Abstract

Straight edge emerged in the American hardcore punk scene in the early 1980s as a secular humanist ideology advocating abstinence from intoxication, in conflict with the conventional morality of late capitalist society in general, and with the conventional morality of the punk subculture in particular. Drawing on fieldwork in the punk scenes of Australia, the UK, and the USA, this chapter critically analyses two key religious trends in the straight edge movement, which also tell us a great deal about how belief is articulated in punk in general, and contemporary Western society more broadly. Firstly, evangelical Christianity, the most prominent expression of religion within the global punk subculture, often taking a Pentecostal form. Secondly, the diverse and discordant spiritual subjectivities circulating within punk scenes we have called “DIY spirituality” (Abraham & Stewart 2016: 249-50).

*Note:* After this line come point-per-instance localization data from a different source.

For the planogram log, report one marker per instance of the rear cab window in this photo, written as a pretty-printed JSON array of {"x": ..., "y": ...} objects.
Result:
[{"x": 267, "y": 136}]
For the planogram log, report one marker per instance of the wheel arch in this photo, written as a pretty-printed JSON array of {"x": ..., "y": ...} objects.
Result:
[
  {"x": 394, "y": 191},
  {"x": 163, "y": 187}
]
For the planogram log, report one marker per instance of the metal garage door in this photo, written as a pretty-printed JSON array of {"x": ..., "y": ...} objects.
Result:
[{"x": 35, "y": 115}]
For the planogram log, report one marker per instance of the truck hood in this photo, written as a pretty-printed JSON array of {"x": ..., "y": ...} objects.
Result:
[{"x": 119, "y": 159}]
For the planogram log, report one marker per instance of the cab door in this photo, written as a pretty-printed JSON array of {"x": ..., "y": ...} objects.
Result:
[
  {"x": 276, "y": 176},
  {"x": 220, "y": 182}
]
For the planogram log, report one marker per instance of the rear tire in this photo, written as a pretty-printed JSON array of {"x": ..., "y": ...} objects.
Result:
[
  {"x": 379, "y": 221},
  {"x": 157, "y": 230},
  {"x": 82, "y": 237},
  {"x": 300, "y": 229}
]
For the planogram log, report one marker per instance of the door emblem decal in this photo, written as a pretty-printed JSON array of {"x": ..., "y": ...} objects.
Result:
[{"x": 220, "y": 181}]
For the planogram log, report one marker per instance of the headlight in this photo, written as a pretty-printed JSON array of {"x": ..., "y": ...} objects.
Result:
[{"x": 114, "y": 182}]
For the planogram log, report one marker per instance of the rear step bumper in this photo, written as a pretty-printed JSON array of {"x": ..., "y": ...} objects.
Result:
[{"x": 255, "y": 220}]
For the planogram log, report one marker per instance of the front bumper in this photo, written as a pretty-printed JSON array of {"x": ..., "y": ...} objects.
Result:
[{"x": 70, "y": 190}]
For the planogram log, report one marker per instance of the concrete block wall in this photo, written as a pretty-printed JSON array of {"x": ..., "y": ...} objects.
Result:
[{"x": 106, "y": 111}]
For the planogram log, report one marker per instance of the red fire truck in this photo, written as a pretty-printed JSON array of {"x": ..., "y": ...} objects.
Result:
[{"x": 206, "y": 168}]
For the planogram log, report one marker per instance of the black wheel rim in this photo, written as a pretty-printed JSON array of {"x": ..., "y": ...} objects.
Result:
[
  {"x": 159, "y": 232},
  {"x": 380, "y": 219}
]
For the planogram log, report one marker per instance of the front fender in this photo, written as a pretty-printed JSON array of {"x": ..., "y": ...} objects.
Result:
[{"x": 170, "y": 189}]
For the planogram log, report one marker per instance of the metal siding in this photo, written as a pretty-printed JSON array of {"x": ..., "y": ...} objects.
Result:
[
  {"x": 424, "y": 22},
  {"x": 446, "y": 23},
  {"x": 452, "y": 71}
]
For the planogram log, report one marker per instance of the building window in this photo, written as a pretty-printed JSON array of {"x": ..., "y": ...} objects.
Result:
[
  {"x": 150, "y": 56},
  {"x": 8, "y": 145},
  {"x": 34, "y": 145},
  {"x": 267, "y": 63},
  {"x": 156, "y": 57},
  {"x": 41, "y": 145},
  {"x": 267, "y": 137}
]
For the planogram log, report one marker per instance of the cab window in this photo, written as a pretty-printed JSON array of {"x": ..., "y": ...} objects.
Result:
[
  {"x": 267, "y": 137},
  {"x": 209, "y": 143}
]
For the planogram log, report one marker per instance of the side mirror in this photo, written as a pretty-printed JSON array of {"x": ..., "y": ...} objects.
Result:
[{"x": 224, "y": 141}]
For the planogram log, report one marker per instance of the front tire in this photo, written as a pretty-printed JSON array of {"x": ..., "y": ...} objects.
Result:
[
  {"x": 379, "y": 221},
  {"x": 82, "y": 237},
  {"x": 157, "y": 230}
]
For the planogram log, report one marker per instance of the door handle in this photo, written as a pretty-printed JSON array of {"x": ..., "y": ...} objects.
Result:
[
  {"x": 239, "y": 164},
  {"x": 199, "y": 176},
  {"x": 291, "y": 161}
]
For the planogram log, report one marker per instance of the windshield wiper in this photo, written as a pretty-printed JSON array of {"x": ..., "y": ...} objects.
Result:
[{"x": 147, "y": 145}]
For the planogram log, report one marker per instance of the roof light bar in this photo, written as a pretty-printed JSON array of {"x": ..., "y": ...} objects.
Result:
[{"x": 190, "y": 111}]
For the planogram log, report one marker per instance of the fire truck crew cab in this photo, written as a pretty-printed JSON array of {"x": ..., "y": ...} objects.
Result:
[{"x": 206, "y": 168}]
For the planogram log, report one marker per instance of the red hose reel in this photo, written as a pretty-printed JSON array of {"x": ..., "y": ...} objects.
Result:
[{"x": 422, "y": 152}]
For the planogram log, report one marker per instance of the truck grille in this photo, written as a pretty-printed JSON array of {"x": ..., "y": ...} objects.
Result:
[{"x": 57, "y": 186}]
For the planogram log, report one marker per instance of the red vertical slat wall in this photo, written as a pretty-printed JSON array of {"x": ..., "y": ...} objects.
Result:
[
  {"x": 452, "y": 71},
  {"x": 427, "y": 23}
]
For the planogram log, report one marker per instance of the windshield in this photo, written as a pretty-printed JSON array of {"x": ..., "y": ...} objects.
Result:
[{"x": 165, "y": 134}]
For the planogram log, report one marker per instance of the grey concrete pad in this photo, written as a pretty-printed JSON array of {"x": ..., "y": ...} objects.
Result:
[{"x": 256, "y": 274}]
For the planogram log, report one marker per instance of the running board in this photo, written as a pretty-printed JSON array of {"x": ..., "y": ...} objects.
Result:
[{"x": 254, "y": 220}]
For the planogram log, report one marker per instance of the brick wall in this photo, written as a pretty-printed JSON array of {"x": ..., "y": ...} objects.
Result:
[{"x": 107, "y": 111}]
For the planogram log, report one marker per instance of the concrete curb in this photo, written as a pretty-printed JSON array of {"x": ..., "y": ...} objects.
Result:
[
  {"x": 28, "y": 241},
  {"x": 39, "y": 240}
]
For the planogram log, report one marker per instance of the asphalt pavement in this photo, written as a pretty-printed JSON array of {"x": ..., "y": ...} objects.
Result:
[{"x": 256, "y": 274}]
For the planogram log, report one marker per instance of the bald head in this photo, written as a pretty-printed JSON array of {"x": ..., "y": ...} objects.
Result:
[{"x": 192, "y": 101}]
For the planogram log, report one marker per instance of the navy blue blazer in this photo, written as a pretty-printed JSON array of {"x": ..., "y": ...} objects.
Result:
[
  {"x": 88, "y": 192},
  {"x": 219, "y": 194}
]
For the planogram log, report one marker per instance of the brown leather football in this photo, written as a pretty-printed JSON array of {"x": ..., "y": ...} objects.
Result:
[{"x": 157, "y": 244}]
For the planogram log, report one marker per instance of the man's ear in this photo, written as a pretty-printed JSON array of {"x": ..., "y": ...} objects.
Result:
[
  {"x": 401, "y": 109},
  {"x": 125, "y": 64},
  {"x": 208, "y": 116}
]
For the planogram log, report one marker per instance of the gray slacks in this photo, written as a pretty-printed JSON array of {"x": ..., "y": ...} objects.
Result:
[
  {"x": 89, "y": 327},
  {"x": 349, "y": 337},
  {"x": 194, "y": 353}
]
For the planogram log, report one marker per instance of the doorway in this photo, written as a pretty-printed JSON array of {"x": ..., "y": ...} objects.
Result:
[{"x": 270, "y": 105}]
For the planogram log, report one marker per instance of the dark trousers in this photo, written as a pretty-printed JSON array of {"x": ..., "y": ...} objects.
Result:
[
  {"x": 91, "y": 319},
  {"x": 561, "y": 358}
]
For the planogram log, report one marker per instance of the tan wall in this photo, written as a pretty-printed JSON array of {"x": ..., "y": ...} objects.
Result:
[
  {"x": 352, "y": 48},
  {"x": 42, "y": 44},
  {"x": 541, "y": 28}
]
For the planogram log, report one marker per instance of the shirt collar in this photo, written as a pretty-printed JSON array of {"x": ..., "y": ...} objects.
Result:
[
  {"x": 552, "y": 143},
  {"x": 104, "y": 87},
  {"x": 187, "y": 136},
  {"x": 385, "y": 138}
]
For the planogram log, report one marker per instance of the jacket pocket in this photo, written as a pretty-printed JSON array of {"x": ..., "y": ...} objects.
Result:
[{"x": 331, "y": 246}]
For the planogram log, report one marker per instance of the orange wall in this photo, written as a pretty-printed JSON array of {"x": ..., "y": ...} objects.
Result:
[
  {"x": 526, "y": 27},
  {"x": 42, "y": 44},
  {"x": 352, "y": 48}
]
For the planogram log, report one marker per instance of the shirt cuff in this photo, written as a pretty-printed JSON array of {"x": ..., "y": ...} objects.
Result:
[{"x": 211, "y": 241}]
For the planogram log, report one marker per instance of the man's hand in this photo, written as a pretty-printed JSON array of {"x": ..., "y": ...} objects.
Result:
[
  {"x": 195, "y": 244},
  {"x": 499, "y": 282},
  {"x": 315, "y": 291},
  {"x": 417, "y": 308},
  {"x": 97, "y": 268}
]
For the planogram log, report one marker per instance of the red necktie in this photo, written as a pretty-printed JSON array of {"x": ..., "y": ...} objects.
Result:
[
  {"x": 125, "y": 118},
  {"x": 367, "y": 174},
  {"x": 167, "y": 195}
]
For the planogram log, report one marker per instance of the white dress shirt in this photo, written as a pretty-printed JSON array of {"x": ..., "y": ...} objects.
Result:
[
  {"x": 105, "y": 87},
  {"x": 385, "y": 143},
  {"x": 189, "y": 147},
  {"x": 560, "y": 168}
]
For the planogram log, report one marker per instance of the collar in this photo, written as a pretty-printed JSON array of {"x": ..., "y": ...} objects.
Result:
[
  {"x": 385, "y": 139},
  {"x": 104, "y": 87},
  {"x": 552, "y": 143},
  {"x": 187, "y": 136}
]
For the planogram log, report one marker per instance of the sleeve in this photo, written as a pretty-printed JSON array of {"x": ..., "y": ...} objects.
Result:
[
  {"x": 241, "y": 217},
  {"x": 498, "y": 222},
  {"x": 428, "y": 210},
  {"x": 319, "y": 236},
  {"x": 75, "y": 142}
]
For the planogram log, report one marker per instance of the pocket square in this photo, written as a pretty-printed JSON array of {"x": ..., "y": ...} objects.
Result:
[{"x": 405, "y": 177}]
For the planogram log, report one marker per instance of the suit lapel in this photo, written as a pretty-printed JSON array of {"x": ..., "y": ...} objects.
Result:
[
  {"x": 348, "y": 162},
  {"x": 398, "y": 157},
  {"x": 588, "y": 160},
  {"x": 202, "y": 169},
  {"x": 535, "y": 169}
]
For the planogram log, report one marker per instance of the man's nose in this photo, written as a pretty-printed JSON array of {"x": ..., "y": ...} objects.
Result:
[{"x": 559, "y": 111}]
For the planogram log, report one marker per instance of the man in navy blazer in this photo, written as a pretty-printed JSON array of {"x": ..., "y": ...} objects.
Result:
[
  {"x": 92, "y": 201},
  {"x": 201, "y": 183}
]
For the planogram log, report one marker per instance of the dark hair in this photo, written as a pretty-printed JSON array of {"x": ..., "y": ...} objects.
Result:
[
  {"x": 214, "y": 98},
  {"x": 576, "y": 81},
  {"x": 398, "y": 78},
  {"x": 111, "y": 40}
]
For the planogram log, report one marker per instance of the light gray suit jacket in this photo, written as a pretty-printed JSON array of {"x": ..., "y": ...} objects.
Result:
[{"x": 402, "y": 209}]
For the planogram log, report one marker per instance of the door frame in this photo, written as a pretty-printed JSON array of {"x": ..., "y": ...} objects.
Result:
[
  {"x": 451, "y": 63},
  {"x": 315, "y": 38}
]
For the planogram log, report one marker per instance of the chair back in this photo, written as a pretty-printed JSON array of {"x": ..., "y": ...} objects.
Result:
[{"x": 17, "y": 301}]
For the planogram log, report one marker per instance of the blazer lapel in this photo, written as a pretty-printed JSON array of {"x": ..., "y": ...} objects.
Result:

Building upon the idea of punk’s self-reliant, do-it-yourself ethic, and Paul Heelas’s (1996) definition of New Age religion as “self-spirituality,” the concept of DIY spirituality also finds affinity with Nicholas Hookway’s (2018) theory of “do-it-yourself morality,” an ethical system emphasizing “the authority of the self, choice and ideals of authenticity.” We will find that in spite of obvious differences between straight edge evangelicalism and straight edge DIY spirituality, in both cases belief is articulated in a highly personal manner, in keeping with the general “subjective turn” in Western culture, as analyzed in philosopher Charles Taylor’s (1989, 2007) cultural histories, and as theorized in the empirical research of sociologists Paul Heelas and Linda Woodhead (2005).